相続税の納付方法は、基本的に「相続税の申告期限(故人が亡くなってから10ヶ月)までに現金での一括払い」となっています。
土地や不動産はたくさんあるけれど現金がない、などの場合は、相続税を最長20年に渡って分割して納付できる延納制度を利用できます。
では、延納を選んだとしてもまだ相続税を払えそうにないときは? 金銭ではなく、価値のある資産(有価証券や土地など)を現金の代わりに納付することができるのです。
ただし、物納を利用するためには、とても厳しい条件をクリアしなければなりません。
今回は、物納を使うにあたって必要な知識と、どんなときに物納を選択すると節税できるのか? を説明します。
物納をするための条件
物納をするための条件は、以下の4つです。
- 延納をしても、現金で相続税の納付をするのが難しいこと
- 物納に使用できる財産があって、なおかつその財産は相続財産であること(自分が元から持っていた財産を物納することはできません)

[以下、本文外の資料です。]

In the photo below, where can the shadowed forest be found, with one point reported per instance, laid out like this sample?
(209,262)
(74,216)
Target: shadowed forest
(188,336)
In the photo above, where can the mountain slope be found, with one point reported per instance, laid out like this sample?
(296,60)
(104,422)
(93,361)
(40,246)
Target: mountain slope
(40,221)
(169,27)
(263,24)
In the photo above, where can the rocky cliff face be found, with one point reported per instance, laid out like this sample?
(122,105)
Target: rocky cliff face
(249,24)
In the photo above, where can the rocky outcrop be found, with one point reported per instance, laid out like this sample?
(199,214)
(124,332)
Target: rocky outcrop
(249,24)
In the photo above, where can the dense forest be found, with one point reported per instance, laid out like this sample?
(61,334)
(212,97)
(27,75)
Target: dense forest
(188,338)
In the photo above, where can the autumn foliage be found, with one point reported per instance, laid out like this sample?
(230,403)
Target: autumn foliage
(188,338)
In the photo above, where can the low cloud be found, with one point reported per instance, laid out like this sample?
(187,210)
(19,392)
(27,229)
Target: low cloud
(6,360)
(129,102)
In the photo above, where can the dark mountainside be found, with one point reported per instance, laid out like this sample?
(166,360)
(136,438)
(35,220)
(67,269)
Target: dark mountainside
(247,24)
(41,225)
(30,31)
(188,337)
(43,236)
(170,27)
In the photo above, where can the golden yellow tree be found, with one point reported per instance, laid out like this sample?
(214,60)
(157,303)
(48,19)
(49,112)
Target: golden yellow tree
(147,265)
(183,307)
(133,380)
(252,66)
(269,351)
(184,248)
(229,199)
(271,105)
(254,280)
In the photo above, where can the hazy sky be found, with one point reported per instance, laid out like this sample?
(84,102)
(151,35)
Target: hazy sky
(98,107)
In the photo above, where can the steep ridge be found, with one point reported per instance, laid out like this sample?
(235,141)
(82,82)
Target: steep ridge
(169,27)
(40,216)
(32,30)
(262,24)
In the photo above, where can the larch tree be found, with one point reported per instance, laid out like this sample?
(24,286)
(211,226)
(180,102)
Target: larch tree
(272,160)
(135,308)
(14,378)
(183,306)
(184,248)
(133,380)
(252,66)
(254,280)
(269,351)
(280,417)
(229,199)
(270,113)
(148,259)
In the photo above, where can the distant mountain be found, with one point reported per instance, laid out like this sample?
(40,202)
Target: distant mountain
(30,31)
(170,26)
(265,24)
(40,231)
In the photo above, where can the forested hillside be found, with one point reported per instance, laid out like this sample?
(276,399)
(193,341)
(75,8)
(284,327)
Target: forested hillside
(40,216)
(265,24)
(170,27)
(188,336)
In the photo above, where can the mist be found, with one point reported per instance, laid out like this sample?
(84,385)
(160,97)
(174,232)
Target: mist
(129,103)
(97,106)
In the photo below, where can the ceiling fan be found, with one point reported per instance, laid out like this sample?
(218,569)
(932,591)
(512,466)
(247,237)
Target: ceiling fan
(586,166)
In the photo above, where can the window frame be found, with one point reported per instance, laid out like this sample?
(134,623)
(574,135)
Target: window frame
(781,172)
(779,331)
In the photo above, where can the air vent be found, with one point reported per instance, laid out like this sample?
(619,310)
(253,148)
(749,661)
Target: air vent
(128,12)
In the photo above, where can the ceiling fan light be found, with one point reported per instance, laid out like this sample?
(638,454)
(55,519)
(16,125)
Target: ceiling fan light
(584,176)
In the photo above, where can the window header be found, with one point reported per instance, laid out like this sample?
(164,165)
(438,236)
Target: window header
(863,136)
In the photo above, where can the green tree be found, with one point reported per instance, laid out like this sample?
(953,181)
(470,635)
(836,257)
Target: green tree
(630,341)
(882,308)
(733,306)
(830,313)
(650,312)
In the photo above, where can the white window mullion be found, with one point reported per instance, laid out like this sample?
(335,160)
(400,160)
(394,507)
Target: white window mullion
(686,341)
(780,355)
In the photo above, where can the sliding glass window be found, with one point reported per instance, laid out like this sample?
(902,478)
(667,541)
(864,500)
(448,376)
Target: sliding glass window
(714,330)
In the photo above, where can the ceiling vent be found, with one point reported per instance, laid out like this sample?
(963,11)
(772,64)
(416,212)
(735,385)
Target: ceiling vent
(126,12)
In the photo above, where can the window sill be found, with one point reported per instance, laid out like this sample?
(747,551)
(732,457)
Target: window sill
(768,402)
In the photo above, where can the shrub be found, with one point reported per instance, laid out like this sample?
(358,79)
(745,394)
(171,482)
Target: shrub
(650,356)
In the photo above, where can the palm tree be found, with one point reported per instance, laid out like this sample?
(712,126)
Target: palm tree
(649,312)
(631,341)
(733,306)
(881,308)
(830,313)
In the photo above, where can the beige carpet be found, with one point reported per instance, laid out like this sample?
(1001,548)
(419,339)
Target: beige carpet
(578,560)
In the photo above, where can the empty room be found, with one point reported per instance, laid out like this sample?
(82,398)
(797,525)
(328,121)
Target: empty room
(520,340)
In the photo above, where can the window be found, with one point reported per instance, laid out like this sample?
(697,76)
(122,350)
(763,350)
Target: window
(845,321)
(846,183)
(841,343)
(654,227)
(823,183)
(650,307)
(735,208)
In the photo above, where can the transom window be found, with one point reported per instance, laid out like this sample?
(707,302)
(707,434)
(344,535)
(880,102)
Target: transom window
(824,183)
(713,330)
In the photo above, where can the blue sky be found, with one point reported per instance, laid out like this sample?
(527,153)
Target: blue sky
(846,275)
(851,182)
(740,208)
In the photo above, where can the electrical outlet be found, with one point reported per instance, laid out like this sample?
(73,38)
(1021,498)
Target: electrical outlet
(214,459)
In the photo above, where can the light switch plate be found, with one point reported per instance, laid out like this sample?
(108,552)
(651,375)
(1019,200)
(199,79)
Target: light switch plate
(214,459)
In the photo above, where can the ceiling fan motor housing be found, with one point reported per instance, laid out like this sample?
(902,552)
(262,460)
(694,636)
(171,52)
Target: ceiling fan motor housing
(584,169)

- 物納する財産が、持主や土地の範囲が定まっていないなど、権利関係等があいまいな財産(管理処分不適格財産)でないこと
また、物納しても良い財産があるときに、違法建築や劇場など、簡単に売却することができない財産(物納劣後財産)を物納しないこと - 物納するために必要な書類を用意して、所定の期限までに税務署へ提出すること
以上です。
物納をするためには、最低でも4つ全ての条件を満たしていなければなりません。
誰でも利用できる納付方法ではないので、相続税の支払いが難しいときは、まずは自分の相続財産からどんな納付方法が可能なのかも調べておくと良いでしょう。
物納することができる財産は決まっている!
物納をするための条件その②とその③では、小難しい言葉が並んでいましたよね。
じつは、物納しても良い財産ははっきりと決まっているのです。また、物納財産には種類によって第1順位から第3順位と優先順位が決められています。
物納財産の種類と優先順位について、まとめて説明してみます。
なお、第1順位の財産があるときに、第2順位以下の財産を物納することはできないので注意しましょう。
- 第1順位の財産 国債・地方債・不動産・船舶
- 第2順位の財産 社債や株式、投資信託や貸付信託などの有価証券
- 第3順位の財産 動産その他(土地など)
というふうになっています。
ここに加えて、他の相続人と共有名義の財産や、境界や範囲が不確定な財産、すでになんらかの担保などにされている財産など、「物納をする人の意思ですぐに売却などができない財産」「そもそも売値を付けるのが難しい財産」などは対象外となっているわけです。
少し話は変わりますが、いわゆる重要文化財や国宝、世界的に見ても価値のある美術品などを持っている場合は、順位に関わらず物納財産にすることができます。
物納をして節税になるパターンとは?
それでは、物納をしたほうが良いパターンを考えてみましょう。
そもそも、物納することができるのは、
- 相続税を一括納付するほどの金銭的な余裕がない
- 延納でも相続税を払うのが難しいくらい金銭的な余裕がない
- ただ、価値のある財産は持っている
という状況に限られます。
このとき、大ざっぱにいうと、「なんとかして持っている財産を売却して現金を作る」か、「物納をする」のどちらかを選ぶことになります。
財産を売却したときにかかる金額と、物納をしたときにかかる金額を計算してみて、物納のほうがお得になるのであれば、物納をしたほうが良い、節税になる、ということです。
財産を売却する場合、売却するために必要な評価額の確定や、業者に支払う手数料に相続税が必要です。
物納をする場合、物納財産の価値がいくらなのかを調べる料金が必要です。物納をして、相続税の申告期限を超過したら、利子税もかかります。
実際に物納が節税になるケースにあてはまるかどうかは、かなり複雑な知識が必要です。
細かい計算や比較については、税理士や鑑定家などプロの手を借りなければ判断できないことが多いので、無理をせず専門家に頼りましょう!